All these difficulties affect the self-esteem of children with ADHD who they tend to have a negative assessment of themselves, which leads them to have more disruptive, extreme behaviors, and a significant lack of motivation.
Let's imagine for a moment the daily life of such a child. She gets up in the morning, and goes to breakfast, and the scolding begins: "Come on, hurry up, have breakfast, go get dressed, but what are you doing playing, if I told you to get dressed, then we won't get to school, as always we will be late again. " Once at school and in class, the child listens for another day, "Take care, take out the books, not that one, the math one, again without doing homework, again without writing down the agenda, don't get up, Again clueless, I told you not to get up .... "and once more at home," Come on, hurry up, do your homework, but don't get lost, you could have finished this already, but we've been two hours and here we continue, you have forgotten the file, I told you to pick up, do not do this, do not do the other ... "Anyway, a day to day that comes loaded with negative comments towards them.

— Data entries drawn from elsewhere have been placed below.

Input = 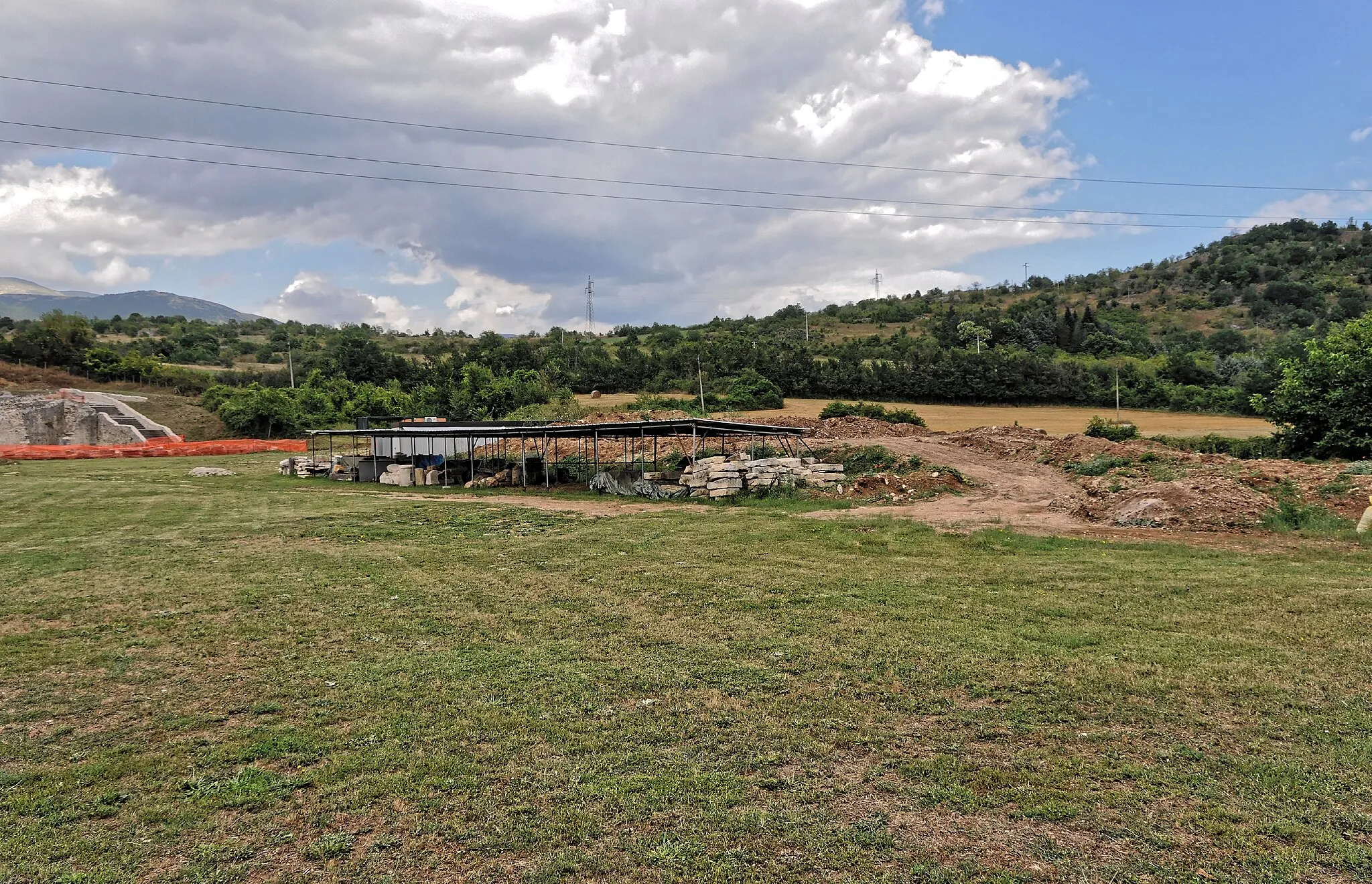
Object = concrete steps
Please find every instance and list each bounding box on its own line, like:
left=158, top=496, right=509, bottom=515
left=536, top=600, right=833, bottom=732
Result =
left=90, top=403, right=172, bottom=439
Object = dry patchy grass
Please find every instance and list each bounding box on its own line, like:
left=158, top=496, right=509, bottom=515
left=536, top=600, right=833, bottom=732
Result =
left=0, top=457, right=1372, bottom=881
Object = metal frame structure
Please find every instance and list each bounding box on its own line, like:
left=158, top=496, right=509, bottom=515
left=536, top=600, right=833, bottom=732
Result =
left=307, top=418, right=809, bottom=487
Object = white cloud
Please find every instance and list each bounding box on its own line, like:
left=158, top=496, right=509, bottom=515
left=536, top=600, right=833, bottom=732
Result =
left=0, top=161, right=338, bottom=290
left=259, top=272, right=432, bottom=331
left=0, top=0, right=1089, bottom=332
left=443, top=267, right=553, bottom=334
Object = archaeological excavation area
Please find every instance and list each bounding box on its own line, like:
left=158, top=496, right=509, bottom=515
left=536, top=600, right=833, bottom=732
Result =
left=292, top=418, right=844, bottom=498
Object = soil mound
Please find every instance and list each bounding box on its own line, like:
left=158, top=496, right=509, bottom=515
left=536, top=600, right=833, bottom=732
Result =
left=749, top=415, right=929, bottom=439
left=1085, top=477, right=1274, bottom=529
left=943, top=427, right=1054, bottom=460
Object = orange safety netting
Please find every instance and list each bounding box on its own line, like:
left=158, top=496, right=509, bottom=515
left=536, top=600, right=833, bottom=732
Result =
left=0, top=439, right=309, bottom=460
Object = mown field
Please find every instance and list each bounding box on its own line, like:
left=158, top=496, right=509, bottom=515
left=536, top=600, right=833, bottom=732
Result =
left=0, top=456, right=1372, bottom=881
left=576, top=393, right=1275, bottom=438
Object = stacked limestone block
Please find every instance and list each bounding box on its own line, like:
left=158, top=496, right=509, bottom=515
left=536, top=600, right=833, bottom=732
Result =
left=681, top=454, right=844, bottom=497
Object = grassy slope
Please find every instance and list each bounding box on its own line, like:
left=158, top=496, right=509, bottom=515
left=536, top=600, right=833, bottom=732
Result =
left=0, top=456, right=1372, bottom=881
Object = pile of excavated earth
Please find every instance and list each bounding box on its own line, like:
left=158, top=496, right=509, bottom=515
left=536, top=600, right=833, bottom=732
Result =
left=878, top=426, right=1372, bottom=530
left=551, top=412, right=1372, bottom=530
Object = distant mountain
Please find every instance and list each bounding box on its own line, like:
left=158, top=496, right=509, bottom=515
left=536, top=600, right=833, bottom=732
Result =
left=0, top=276, right=257, bottom=322
left=0, top=276, right=66, bottom=296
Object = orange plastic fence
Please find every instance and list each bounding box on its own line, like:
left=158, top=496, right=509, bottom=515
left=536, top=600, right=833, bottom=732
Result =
left=0, top=439, right=309, bottom=460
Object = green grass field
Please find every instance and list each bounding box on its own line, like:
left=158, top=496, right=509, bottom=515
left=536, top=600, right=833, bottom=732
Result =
left=0, top=456, right=1372, bottom=883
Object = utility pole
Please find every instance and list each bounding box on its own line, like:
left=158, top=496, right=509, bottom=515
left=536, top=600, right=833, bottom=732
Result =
left=695, top=360, right=709, bottom=418
left=586, top=276, right=596, bottom=338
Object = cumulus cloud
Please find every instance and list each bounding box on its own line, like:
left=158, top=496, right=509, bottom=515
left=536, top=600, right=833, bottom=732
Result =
left=443, top=267, right=553, bottom=334
left=0, top=0, right=1088, bottom=324
left=0, top=160, right=348, bottom=290
left=261, top=272, right=432, bottom=331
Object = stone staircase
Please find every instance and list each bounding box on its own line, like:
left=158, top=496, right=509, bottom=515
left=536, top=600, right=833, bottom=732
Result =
left=88, top=402, right=172, bottom=440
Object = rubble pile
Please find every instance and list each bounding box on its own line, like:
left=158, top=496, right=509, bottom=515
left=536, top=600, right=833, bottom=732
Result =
left=677, top=453, right=844, bottom=497
left=277, top=457, right=334, bottom=479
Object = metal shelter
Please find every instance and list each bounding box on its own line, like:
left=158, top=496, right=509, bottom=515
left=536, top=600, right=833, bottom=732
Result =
left=307, top=418, right=809, bottom=487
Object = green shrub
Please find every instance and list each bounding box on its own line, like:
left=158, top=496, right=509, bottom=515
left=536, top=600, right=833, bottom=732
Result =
left=1087, top=415, right=1139, bottom=442
left=827, top=445, right=923, bottom=478
left=724, top=368, right=786, bottom=412
left=1262, top=479, right=1353, bottom=534
left=624, top=393, right=722, bottom=418
left=1148, top=432, right=1282, bottom=460
left=819, top=402, right=926, bottom=427
left=1066, top=454, right=1134, bottom=477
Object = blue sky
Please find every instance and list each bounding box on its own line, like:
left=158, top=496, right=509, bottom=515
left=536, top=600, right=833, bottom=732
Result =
left=0, top=0, right=1372, bottom=332
left=927, top=0, right=1372, bottom=279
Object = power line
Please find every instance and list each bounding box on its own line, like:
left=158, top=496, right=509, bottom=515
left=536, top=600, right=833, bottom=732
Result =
left=0, top=74, right=1372, bottom=194
left=0, top=139, right=1228, bottom=231
left=0, top=119, right=1342, bottom=221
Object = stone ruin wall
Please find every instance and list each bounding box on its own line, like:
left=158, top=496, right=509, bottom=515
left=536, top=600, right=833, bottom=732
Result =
left=0, top=394, right=143, bottom=445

Because on many occasions, even if the child has a diagnosis, we do not always know how to act with them, and even if we know that the child has ADHD, we do not always act appropriately.
According to Doctor Rojas Marcos, Self-esteem is the feeling of appreciation or rejection that accompanies the global assessment we make of ourselves. It is something personal in the sense that each one builds the concept of his "I" with different ingredients, such as the assessment of the ability to relate to others, the aptitude to carry out certain activities, the achievements that we quote, the appearance physical, material things that we possess, intellectual capacity and the joy that we generally feel in everyday life.
Also, self-esteem is also the concept we have of our worth and it is based on all the thoughts, feelings, sensations and experiences that we have gathered about ourselves during our lives. Building and maintaining self-esteem will depend on all of these factors.
Considering all the above, we can think that a child with ADHD is not going to build a positive self-concept and self-esteem. They are children who do not trust their possibilities, they feel insecureThey are irritable and in a bad mood at times, unmotivated, with thoughts of failure, in short they think that they are not capable of coping with school, social or family demands.
That is why it is essential how we adults who relate to the child act. It is very important to never lose sight of in most cases the child does not act "consciously", knowing that what you are doing is wrong.
We have to see the positive aspects of these children, making them see it too, valuing them beyond the academic results or their behavior. They are creative, imaginative, sensitive, spontaneous, fun children, willing to help and collaborate in multiple activities.
It is important to correct them positively, help them with clear guidelines and generate strategies for self-control and organization, establish daily routines that help them organize, value a lot when they do something well, (if they write down the homework in the agenda for example, we will give great importance to that) and when they make a mistake we will help them find a solution, instead of scolding them punish them.
And, if they do not point, what can we do? We can tell him to call a colleague and ask him, without adding more drama to the matter, give them more time to do certain tasks, avoid comparing them with older or younger siblings, help them see the good in them and encourage them to participate in activities in which it develops and is something more than a label of ADHD.
It is normal that they often despair, but we can never lose sight of what they need Support and understandingThat what they do not see of themselves, we must teach them.
The intervention with these children is very important, which is based on a triple action that must be given in a joint and coordinated manner between the Family, school and a specialist in intervention with children with ADHD, (psychologist or psychopedagogue).